Não é fácil apresentar uma sinopse de Movie 43 (entre nós lançado com o título bizarro, mas sugestivo, de Comédia Explícita). Digamos que se trata de um conjunto de episódios centrados em três adolescentes que tentam descobrir na Internet um filme, o tal "Movie 43", que, de tão chocante, terá sido banido de todas as plataformas: cada novo fragmento que encontram constitui uma das pequenas histórias que nos é apresentada. Histórias de quê? Pois bem, desde um casal que educa o filho através de métodos de inusitada violência moral até uma empresa que está a desenvolver um leitor de MP3 que é... uma mulher nua, passando pelo esforço demasiado empenhado de “Batman” para que o seu “Robin” consiga arranjar namorada, são histórias em que a crónica social se transfigura em delirantes exercícios de escatologia.
Digamos que é o tipo de filme fora dos eixos que convém não recomendar seja a quem for: corremos o sério risco de o interlocutor duvidar da nossa seriedade. Por isso mesmo, caro leitor, sem me atrever a sugerir-lhe qualquer aproximação de Movie 43, permita-me que lhe diga, muito seriamente, que há algum tempo não descobria uma comédia americana que, de modo tão frontal, e também tão simples, soubesse reagir contra os próprios estereótipos (nomeadamente em torno da adolescência) que têm marcado o género.
Movie 43 possui a energia sarcástica de uma ópera bufa, dir-se-ia que reescrita pela pena cruel e sofisticada do nosso Bocage. Os seus alvos principais são a representação liofilizada do espaço familiar e a redução dos mais jovens a figuras anedóticas e pitorescas.

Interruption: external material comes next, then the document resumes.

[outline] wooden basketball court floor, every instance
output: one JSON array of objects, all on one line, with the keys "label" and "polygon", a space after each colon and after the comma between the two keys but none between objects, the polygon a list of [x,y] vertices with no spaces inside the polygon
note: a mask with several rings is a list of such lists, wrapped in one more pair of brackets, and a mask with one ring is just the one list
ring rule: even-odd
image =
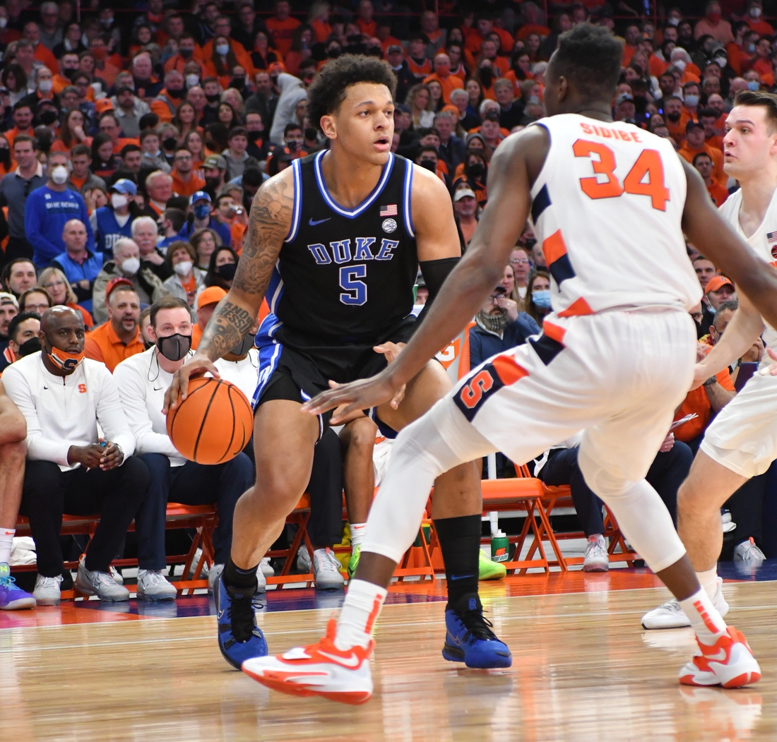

Há mesmo um episódio de uma menina, interpretada por Chloë Grace Moretz (que vimos dirigida por Martin Scorsese e Tim Burton, respectivamente em A Invenção de Hugo e Sombras da Escuridão), que vive a experiência da sua primeira menstruação num delírio absolutamente burlesco cujo alvo é, em última instância, a estupidez machista que a rodeia.
Produzido em regime mais ou menos independente, com um lote imenso de realizadores (Peter Farrelly, Griffin Dunne, Brett Ratner, etc.), Movie 43 apresenta um elenco de fazer inveja a muitos grandes produções: Kate Winslet, Hugh Jackman, Naomi Watts, Emma Stone, Richard Gere, Uma Thurman e Halle Berry são apenas alguns dos talentos que passam pelas suas histórias. Segundo rezam as crónicas, desconcertados com o resultado final, nenhum deles se mostrou disponível para participar em qualquer acção de promoção do filme. Compreende-se porquê: afinal de contas, em Hollywood e não só, o humor escatológico pode não ser o melhor factor de reconhecimento público. Também por isso, perversamente, não podemos deixar de considerar que Movie 43 contém todos os elementos necessários e suficientes para, com o tempo, se transformar num objecto de culto. Daqui a dez ou vinte anos, vai ser divertido voltarmos ao assunto. Para já, a defesa cala-se.